A rarely discussed point when buying a suit, sport jacket, or blazer is the issue of the jacket lining.
You see – most men don’t even realize they have an option.
But you do – especially when buying custom or at a higher end menswear store.
This leads to the question – which type of jacket is better -Lined or Unlined?
Because both unlined and lined jackets have their benefits – the answer isn’t clear cut.
In fact – the question above is in my opinion the wrong one to ask. Instead the question should be:
Which jacket style – lined or unlined – is best for your individual needs?
In this article I’ll be discussing the pros and cons of jacket linings – because a man should always know what his options are.
Jacket linings come in a wide variety of materials and styles, ranging from a full lining of brightly-colored silk to a completely unlined jacket.
First, a few menswear definitions:
The “lining” of the jacket should not be confused with the “canvas.”
The canvas is a layer of material attached to the inside of a jacket to give it shape, while the lining is a thinner layer of cloth that lies between the wearer’s body and the canvas and jacket interior.
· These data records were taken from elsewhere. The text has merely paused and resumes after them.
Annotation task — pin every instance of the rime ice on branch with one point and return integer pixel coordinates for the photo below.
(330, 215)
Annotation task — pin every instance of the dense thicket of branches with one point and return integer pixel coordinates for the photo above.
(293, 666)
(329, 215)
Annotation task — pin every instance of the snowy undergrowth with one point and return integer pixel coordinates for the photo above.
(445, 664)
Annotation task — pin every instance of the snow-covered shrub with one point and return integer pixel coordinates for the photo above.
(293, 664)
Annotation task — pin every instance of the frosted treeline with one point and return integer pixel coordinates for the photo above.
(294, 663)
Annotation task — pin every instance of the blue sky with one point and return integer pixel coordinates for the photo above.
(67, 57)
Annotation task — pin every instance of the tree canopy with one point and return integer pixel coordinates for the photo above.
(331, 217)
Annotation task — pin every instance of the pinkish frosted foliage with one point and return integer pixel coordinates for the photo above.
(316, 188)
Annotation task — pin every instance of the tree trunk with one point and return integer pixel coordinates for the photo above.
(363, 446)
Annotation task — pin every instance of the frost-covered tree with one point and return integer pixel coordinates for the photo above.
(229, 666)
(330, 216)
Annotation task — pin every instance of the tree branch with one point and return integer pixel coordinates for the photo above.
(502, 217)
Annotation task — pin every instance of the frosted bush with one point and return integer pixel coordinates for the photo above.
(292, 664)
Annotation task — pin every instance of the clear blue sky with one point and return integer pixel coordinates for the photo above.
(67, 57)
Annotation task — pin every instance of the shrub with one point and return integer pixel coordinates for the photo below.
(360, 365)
Some jackets are unlined. In this case, the inside will be finished in the same material as the outside.
Since a lining hides some seams, an unlined jacket typically requires more professional finishing, which increases the cost.
Half-lined jackets usually have lining across the upper half of the back and down the sides of the jacket, but not on the lower part of the back.
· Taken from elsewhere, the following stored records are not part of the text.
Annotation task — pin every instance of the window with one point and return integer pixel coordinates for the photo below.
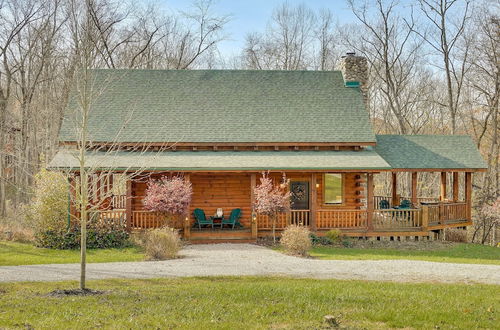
(334, 193)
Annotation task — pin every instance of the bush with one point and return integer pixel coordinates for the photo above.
(162, 243)
(295, 240)
(97, 238)
(347, 242)
(15, 233)
(48, 211)
(320, 240)
(455, 235)
(334, 235)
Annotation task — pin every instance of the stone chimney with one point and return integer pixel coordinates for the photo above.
(355, 72)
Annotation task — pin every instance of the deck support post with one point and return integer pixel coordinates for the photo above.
(468, 195)
(314, 197)
(425, 217)
(253, 184)
(395, 199)
(455, 187)
(128, 205)
(187, 227)
(369, 200)
(442, 195)
(414, 192)
(187, 219)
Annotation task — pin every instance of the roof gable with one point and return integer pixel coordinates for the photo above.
(429, 152)
(210, 106)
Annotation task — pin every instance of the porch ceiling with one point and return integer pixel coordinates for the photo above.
(224, 160)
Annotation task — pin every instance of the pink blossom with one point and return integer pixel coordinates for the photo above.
(271, 199)
(168, 195)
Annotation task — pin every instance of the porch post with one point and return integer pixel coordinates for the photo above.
(455, 187)
(187, 218)
(369, 200)
(395, 200)
(442, 195)
(314, 197)
(71, 199)
(414, 193)
(468, 195)
(253, 183)
(128, 205)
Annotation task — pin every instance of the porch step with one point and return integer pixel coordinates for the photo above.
(220, 240)
(224, 233)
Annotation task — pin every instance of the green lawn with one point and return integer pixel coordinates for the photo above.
(457, 253)
(250, 302)
(12, 253)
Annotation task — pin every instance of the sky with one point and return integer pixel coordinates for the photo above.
(252, 15)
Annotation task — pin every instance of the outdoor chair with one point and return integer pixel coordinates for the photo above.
(233, 219)
(201, 219)
(405, 204)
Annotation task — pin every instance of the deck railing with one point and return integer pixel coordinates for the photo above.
(444, 213)
(296, 217)
(118, 201)
(147, 220)
(326, 219)
(428, 216)
(397, 219)
(377, 199)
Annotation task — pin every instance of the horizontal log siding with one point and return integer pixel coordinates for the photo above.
(353, 193)
(219, 190)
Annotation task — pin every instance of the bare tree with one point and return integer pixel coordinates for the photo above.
(393, 54)
(286, 45)
(14, 17)
(448, 38)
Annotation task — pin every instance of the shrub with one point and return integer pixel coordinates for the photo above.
(295, 240)
(48, 211)
(347, 242)
(97, 238)
(15, 233)
(456, 235)
(334, 235)
(320, 240)
(162, 243)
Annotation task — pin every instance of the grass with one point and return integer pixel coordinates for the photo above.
(456, 253)
(12, 254)
(256, 303)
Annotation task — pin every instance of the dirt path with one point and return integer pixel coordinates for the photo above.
(247, 259)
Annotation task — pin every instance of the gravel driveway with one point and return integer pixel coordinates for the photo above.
(248, 259)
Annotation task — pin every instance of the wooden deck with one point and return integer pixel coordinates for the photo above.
(387, 222)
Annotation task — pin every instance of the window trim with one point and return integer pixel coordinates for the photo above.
(342, 203)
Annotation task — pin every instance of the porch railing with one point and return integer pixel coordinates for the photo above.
(326, 219)
(397, 219)
(119, 201)
(447, 213)
(146, 220)
(296, 217)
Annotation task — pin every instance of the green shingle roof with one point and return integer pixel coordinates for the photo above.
(224, 160)
(429, 152)
(222, 106)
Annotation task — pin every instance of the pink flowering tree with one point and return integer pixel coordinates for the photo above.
(169, 196)
(271, 199)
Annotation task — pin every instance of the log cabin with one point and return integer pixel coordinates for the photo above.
(221, 129)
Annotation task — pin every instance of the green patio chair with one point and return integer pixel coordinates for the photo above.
(405, 204)
(201, 219)
(384, 204)
(233, 219)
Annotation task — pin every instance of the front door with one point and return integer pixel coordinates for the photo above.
(299, 195)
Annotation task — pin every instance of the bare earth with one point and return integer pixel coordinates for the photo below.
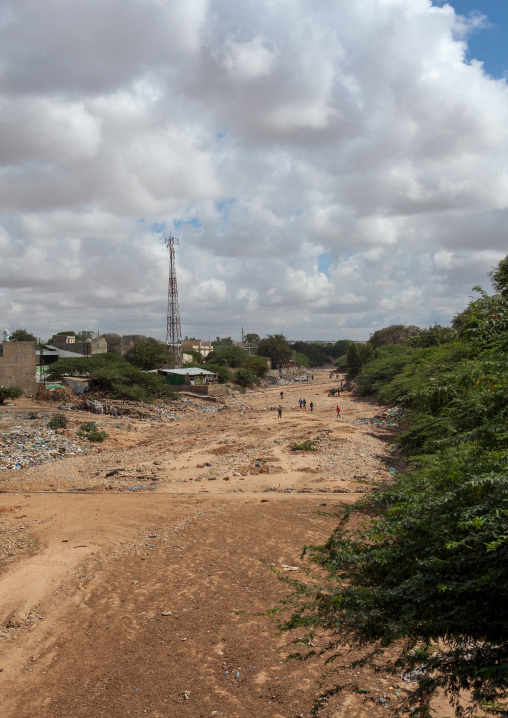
(139, 593)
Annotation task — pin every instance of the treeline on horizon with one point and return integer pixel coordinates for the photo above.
(415, 576)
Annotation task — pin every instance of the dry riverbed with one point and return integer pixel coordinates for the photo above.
(134, 572)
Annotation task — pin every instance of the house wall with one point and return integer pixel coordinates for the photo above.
(196, 345)
(93, 346)
(17, 366)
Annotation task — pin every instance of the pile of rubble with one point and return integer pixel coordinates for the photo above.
(30, 444)
(389, 417)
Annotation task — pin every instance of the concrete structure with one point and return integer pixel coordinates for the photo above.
(200, 381)
(197, 345)
(17, 366)
(86, 348)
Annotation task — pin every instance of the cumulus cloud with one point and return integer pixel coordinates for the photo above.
(330, 168)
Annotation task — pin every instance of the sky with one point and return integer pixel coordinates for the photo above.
(330, 167)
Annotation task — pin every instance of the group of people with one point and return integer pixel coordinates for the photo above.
(303, 402)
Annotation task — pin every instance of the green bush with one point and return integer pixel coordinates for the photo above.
(58, 421)
(148, 353)
(90, 431)
(307, 445)
(223, 372)
(87, 426)
(245, 377)
(115, 376)
(257, 365)
(10, 392)
(415, 575)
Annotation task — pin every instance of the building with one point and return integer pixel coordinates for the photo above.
(17, 366)
(199, 381)
(86, 348)
(196, 345)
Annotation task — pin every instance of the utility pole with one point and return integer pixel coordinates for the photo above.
(173, 327)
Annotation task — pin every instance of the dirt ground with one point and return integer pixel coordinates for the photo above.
(135, 575)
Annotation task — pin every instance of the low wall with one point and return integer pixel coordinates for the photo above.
(17, 366)
(210, 390)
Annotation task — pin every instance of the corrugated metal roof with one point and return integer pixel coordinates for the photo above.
(50, 350)
(191, 371)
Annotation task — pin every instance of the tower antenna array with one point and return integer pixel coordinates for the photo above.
(173, 330)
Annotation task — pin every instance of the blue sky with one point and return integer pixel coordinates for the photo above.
(490, 44)
(330, 168)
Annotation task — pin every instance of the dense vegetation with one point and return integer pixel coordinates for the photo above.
(10, 392)
(114, 376)
(149, 353)
(417, 572)
(314, 353)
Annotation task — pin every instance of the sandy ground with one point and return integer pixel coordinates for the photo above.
(135, 577)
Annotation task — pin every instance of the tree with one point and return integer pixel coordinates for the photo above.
(226, 355)
(353, 359)
(301, 360)
(414, 576)
(149, 353)
(338, 349)
(357, 355)
(257, 365)
(245, 377)
(394, 334)
(313, 352)
(499, 277)
(225, 341)
(276, 348)
(197, 357)
(7, 392)
(115, 376)
(21, 335)
(222, 371)
(432, 337)
(113, 342)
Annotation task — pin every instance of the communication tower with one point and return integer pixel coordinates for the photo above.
(173, 330)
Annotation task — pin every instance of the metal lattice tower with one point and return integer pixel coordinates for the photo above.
(174, 330)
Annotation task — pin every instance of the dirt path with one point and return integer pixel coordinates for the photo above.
(131, 576)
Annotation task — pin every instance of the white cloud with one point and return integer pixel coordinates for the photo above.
(270, 136)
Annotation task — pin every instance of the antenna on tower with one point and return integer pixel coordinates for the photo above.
(173, 328)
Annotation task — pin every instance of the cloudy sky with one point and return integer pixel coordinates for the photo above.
(330, 167)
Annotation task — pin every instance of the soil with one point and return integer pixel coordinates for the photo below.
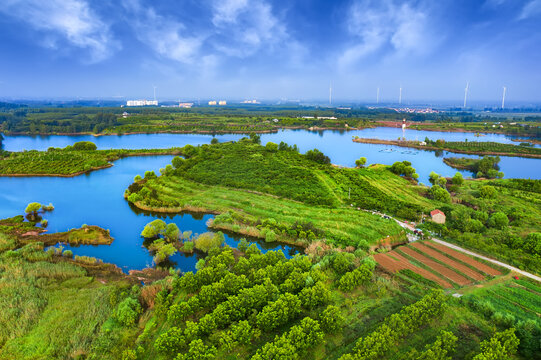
(410, 144)
(439, 268)
(465, 259)
(401, 263)
(454, 264)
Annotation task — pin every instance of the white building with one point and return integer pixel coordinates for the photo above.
(142, 103)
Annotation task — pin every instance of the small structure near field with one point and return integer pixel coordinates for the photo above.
(437, 216)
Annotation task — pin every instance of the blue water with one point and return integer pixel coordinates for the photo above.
(338, 145)
(97, 198)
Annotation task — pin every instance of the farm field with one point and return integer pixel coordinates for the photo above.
(435, 263)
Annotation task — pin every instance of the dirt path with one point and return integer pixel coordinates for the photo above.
(439, 268)
(448, 249)
(454, 264)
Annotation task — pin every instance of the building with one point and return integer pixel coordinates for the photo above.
(142, 103)
(437, 216)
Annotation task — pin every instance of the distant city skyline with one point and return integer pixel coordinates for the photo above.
(265, 49)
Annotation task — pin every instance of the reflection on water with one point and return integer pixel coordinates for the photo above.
(337, 144)
(97, 198)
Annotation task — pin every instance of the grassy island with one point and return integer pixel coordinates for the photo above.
(273, 192)
(276, 193)
(242, 304)
(67, 162)
(464, 147)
Quarter-lined or butterfly jackets are similar to a half-lining, but with the lining removed from the sides of the jacket. Only a small panel across the back and the sleeves are lined.
Skeleton lining means what it sounds like — as little lining as possible, usually only a small covering in the upper back to protect the suit canvas.
Advantages of a Jacket Lining:
A lined jacket has more weight to it. The extra layer of cloth helps tug the garment firmly down on your shoulders, making it fall smoothly from top to bottom.
Lining also provides protection for the inside of the jacket. Not only does it help absorb any sweat you might generate (reducing the need for frequent dry cleaning), it also provides another layer of cloth to stretch when your body moves. This reduces the amount of tugging on the actual suit material, extending its lifespan.
Certain pocket styles are sewn into the lining, particularly interior breast pockets (sometimes called “eyeglass pockets”). Unlined jackets lack these pockets, and usually need the somewhat informal patch-style pockets on the outside.
Lined jackets are usually less expensive than unlined because they require less interior finishing. Linings can also be replaced reasonably easily if they wear out, whereas a worn jacket interior means it’s time for a new jacket.
Advantages of an Unlined Jacket:
Despite the advantages of a lining, many men swear by unlined or skeleton linings. A primary reason for buying an unlined jacket is summer or hot-weather wear: unlined jackets are simply lighter and more breathable. Quarter-lining can be a good compromise for men who want a bit of added durability and the option of interior pockets.
Loose-weave fabrics like seersucker, hopsack, and many linens are more difficult to fit a lining for. The lining needs to be able to tighten and go slack whenever the jacket does, and a typical lining won’t have the same amount of tension in it as these looser weaves.
Getting it fitted right is a challenge even for a skilled tailor. An improperly-fitted lining will make the jacket bunch and wrinkle, ruining its drape. Unlined jackets have a softer and more natural shape that many men prefer for their casual styles.
Typical Lining Fabrics:
Most jackets are lined with acetate fabrics. Bemberg is probably the most well-known material, and one of the most dependable. An alternative synthetic is the Ermazine brand, made from viscose.
Silk is sometimes used to make suit linings, particularly brightly-colored and decorative ones, but it is much hotter than synthetics and bunches easily. Most tailors will only make silk-lined jackets on request, and may try to discourage customers from them.
Cotton linings are cheap but uncomfortable, and should be avoided.
Conclusion: When to Line and When Not to Line
Linings add weight and durability to a jacket. However, they also stiffen the drape and hold in more heat.
Suits/jackets that should be lined:
- Business suits in light, delicate wools
- “Three-season” or winter suits
- Cotton sports jackets (they usually benefit from the added stiffness)
- Very frequently-worn jackets
Suits/jackets that should be unlined:
- Lightweight summer jackets
- Loose-weave fabrics like seersucker
- Casual jackets with a deliberately soft shape (stiffens them up too much)
Of course, you can often find a middle ground with partial linings, such as a skeleton lining to protect the canvas of a linen summer suit without adding too much extra weight to it.
Just remember that less lining usually drives the cost up, since it requires more complete finishing on all the interior seams.